We thank you for your interest in keeping government open and accountable to the public.

 

Sincerely,

 

PETER F. NERONHA

ATTORNEY GENERAL

 

By: /s/ Kayla E. O’Rourke

Kayla E. O’Rourke, Esquire

 

/s/ Adam D. Roach

Adam D. Roach, Special Assistant Attorney General

 

 

 

APRA


[1] We note that BHDDH also cites to three (3) other APRA exemptions in its response to the Complaint: R.I. Gen. Laws §§ 38-2-2(4)(B), 38-2-2(4)(E), and 38-2-2(4)(P). BHDDH’s denial letter to the Complainant invoked R.I. Gen. Laws § 38-2-2(4)(S) and several provisions of R.I. Gen. Laws § 40.1-24 et. seq., but did not invoke the aforementioned statutes found in Title 38. Pursuant to R.I. Gen.

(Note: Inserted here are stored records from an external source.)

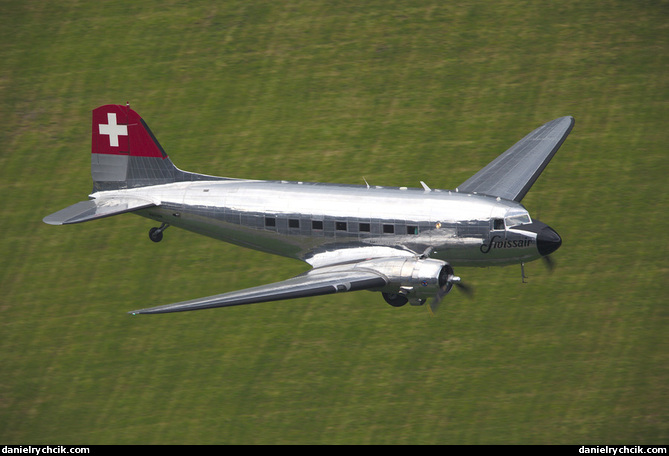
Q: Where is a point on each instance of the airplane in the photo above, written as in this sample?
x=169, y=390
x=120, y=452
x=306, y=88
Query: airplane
x=402, y=242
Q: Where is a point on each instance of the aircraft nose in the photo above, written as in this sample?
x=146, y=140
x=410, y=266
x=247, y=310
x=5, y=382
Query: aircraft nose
x=548, y=241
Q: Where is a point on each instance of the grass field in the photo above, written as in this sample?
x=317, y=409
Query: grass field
x=395, y=92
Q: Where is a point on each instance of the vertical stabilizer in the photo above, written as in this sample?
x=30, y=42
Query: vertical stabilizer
x=125, y=153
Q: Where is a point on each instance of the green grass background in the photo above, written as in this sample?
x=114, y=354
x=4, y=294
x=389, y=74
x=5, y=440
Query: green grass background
x=395, y=92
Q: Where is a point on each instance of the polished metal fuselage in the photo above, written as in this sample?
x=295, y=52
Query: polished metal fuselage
x=324, y=224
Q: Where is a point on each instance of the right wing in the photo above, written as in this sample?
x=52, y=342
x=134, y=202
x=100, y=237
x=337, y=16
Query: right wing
x=94, y=209
x=511, y=175
x=316, y=282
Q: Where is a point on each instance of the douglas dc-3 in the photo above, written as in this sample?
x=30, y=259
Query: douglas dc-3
x=402, y=242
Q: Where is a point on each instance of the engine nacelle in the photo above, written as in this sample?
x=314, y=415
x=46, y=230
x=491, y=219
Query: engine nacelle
x=412, y=279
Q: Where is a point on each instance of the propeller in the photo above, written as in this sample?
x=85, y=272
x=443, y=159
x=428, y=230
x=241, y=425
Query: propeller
x=443, y=291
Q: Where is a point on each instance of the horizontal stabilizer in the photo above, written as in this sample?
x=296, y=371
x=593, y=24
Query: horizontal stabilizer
x=85, y=211
x=314, y=283
x=511, y=175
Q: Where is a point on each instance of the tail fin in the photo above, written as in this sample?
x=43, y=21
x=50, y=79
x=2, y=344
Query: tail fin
x=125, y=153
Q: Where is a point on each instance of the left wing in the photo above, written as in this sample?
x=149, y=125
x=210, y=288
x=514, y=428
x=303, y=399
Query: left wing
x=316, y=282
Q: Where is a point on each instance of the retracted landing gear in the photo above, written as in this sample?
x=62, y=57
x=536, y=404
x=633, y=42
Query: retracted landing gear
x=156, y=234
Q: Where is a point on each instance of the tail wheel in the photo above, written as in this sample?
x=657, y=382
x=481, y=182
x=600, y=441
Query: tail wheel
x=395, y=299
x=156, y=234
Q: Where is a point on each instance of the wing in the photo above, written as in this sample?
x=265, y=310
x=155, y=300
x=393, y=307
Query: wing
x=511, y=175
x=85, y=211
x=316, y=282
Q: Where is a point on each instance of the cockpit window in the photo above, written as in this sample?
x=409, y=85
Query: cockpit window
x=516, y=220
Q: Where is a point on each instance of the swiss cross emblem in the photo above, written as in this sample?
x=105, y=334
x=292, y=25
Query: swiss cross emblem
x=112, y=129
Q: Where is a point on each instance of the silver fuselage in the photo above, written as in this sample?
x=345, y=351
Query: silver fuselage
x=329, y=223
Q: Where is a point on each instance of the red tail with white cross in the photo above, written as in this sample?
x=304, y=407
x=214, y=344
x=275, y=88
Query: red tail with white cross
x=118, y=130
x=125, y=154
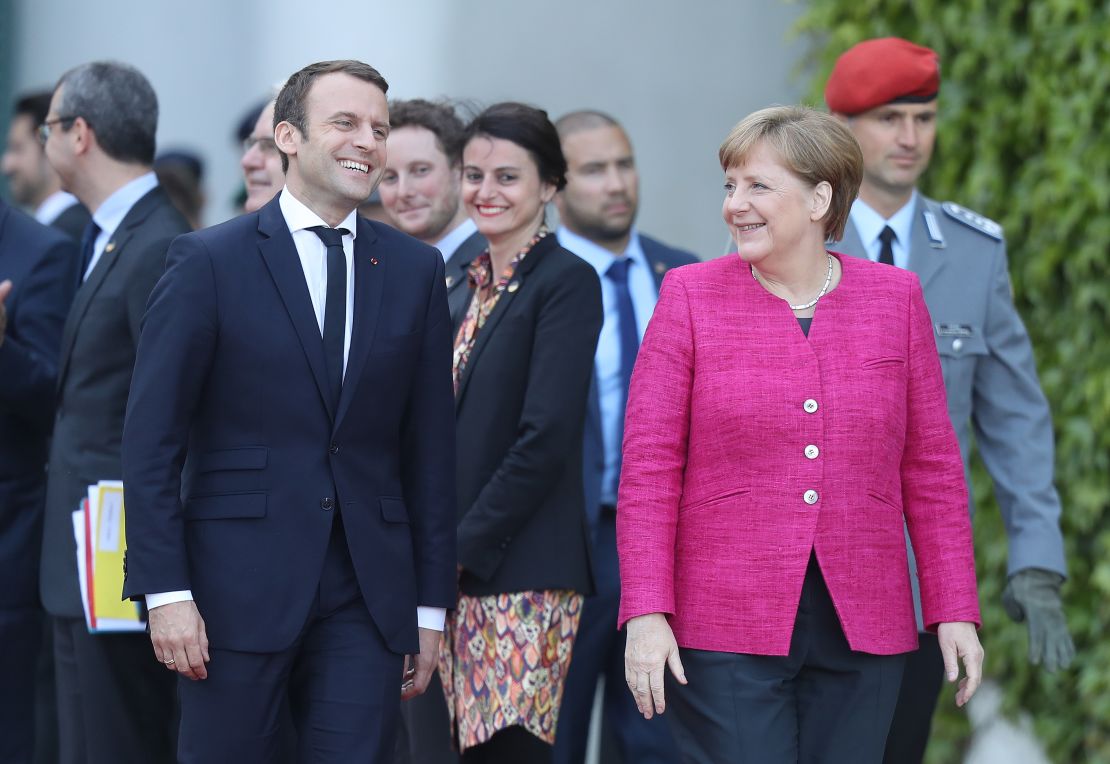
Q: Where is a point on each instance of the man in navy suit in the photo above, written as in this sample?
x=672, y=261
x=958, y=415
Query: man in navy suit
x=289, y=452
x=38, y=277
x=597, y=210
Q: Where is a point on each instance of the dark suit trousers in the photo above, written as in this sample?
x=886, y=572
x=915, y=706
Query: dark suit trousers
x=339, y=680
x=598, y=651
x=115, y=703
x=917, y=702
x=425, y=729
x=821, y=703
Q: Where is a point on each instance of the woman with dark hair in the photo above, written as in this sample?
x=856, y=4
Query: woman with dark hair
x=524, y=354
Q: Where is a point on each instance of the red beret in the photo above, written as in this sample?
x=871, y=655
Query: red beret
x=879, y=71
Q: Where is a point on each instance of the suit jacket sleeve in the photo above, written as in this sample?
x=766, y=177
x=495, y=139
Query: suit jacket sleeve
x=29, y=353
x=1013, y=434
x=429, y=455
x=179, y=334
x=551, y=421
x=934, y=490
x=654, y=463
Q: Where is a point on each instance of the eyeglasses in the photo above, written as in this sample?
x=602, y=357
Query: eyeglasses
x=47, y=126
x=266, y=146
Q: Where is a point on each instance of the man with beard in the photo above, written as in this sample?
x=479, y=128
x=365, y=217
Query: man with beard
x=421, y=189
x=597, y=210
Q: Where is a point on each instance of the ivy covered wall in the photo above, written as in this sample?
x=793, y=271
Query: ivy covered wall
x=1022, y=139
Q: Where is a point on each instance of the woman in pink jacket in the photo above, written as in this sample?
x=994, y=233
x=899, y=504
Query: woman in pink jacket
x=786, y=421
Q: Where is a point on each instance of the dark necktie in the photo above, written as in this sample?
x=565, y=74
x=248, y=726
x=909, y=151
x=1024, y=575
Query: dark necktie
x=334, y=307
x=887, y=253
x=88, y=245
x=626, y=333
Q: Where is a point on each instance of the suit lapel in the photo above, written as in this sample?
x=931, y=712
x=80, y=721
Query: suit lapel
x=284, y=264
x=516, y=287
x=113, y=248
x=369, y=280
x=924, y=258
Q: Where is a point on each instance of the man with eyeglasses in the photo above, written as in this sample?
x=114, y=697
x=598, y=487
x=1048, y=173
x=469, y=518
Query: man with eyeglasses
x=261, y=162
x=33, y=183
x=114, y=703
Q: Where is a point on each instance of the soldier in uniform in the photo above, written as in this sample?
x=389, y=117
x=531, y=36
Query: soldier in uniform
x=886, y=92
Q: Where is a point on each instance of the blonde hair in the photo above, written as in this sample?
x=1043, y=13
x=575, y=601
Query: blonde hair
x=814, y=146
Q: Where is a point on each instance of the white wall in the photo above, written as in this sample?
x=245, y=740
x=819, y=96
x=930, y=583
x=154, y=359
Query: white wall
x=677, y=74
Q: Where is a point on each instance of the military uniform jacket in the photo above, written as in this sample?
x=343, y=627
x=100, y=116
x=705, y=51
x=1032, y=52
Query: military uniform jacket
x=989, y=372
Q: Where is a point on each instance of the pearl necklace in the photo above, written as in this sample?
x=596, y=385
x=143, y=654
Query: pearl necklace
x=825, y=288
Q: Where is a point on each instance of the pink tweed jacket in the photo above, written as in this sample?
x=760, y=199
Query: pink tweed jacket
x=747, y=445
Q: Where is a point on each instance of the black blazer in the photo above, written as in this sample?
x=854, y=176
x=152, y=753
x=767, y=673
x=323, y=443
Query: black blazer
x=98, y=353
x=520, y=413
x=41, y=264
x=458, y=293
x=72, y=221
x=235, y=459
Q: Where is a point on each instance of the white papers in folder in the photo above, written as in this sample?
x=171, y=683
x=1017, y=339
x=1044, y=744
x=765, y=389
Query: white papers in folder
x=99, y=532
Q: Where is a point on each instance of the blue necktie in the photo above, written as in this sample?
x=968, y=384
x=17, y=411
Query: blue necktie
x=887, y=251
x=88, y=247
x=334, y=307
x=628, y=337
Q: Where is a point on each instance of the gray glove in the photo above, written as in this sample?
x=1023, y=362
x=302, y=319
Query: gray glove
x=1033, y=595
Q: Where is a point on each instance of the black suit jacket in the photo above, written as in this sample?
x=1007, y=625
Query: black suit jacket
x=41, y=264
x=98, y=353
x=458, y=293
x=72, y=221
x=235, y=460
x=520, y=410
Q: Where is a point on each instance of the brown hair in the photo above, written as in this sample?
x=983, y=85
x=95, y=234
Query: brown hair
x=290, y=106
x=814, y=146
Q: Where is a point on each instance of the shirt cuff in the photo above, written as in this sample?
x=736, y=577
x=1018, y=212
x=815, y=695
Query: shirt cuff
x=168, y=599
x=431, y=617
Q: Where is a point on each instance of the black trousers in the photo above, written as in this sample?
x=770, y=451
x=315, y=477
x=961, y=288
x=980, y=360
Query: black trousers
x=425, y=729
x=598, y=651
x=820, y=703
x=337, y=682
x=115, y=703
x=917, y=702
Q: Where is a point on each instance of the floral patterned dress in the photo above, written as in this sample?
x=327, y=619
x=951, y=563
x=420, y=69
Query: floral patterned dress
x=504, y=656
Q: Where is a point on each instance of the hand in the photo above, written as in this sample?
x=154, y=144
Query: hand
x=651, y=645
x=4, y=291
x=959, y=641
x=177, y=631
x=419, y=667
x=1033, y=595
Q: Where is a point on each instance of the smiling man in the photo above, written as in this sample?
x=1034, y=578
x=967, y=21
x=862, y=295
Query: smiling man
x=886, y=92
x=289, y=452
x=422, y=187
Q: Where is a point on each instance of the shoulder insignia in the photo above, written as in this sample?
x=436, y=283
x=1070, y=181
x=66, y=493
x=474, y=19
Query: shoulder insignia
x=975, y=220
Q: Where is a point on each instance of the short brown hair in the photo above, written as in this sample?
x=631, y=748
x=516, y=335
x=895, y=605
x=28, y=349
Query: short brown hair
x=290, y=106
x=814, y=146
x=439, y=118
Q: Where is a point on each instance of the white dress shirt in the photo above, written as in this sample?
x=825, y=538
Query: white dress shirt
x=611, y=391
x=869, y=224
x=313, y=255
x=113, y=210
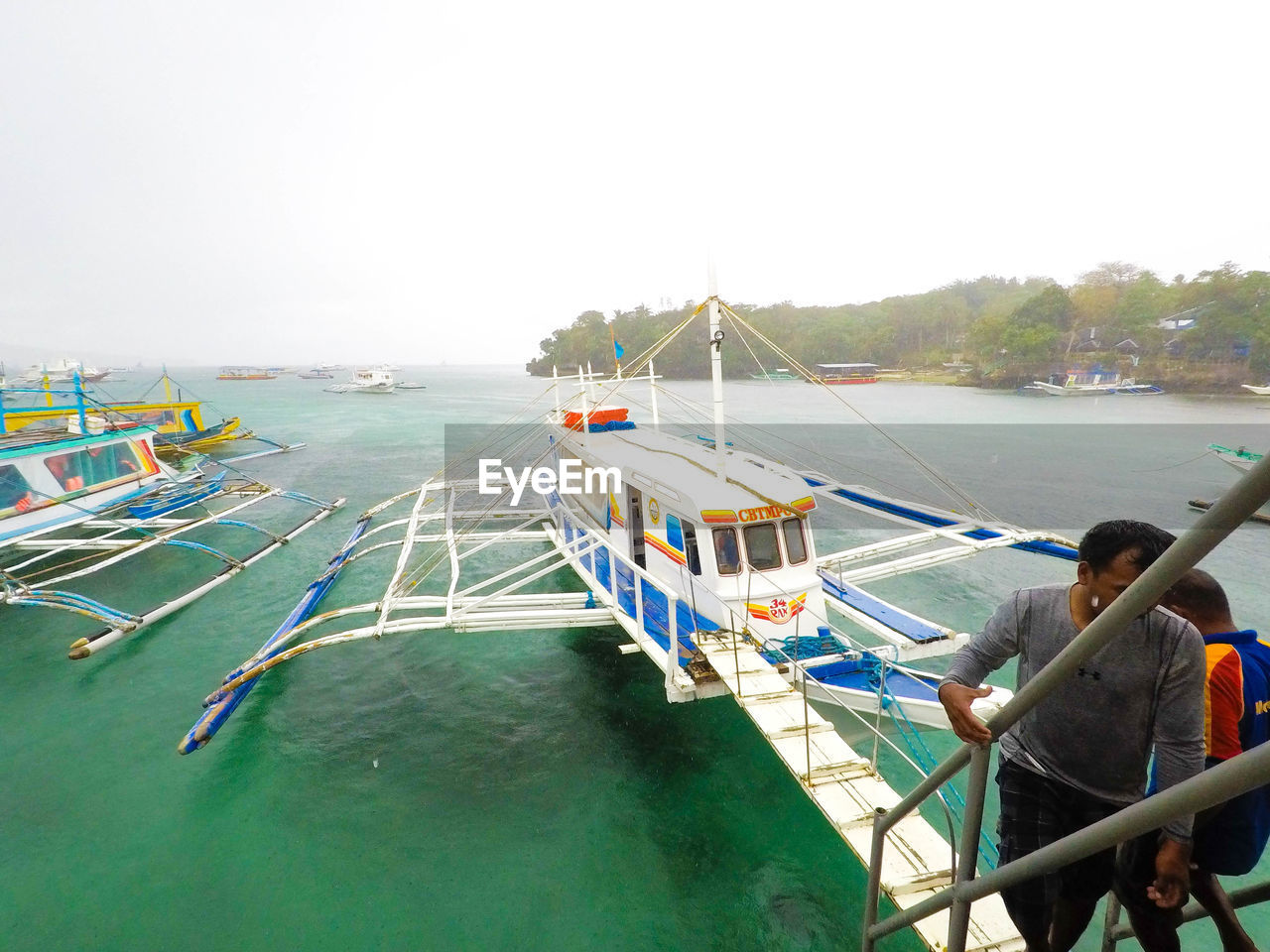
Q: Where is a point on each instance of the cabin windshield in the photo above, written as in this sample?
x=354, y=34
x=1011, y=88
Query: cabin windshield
x=94, y=466
x=761, y=547
x=14, y=488
x=795, y=543
x=690, y=549
x=726, y=552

Laws § 38-2-7(a), when denying access to records, a public body must “give the specific reasons for the denial” in its response and “except for good cause shown, any reason not specifically set forth in the denial shall be deemed waived by the public body.” BHDDH did not cite R.I. Gen. Laws §§ 38-2-2(4)(B), 38-2-2(4)(E), or 38-2-2(4)(P) in its original denial, nor did it provide any argument that “good cause” exists for this Office to consider these additional exemptions. Accordingly, this finding is only focused on the application of R.I. Gen. Laws  §§ 38-2-2(4)(S) and 40.1-24-12.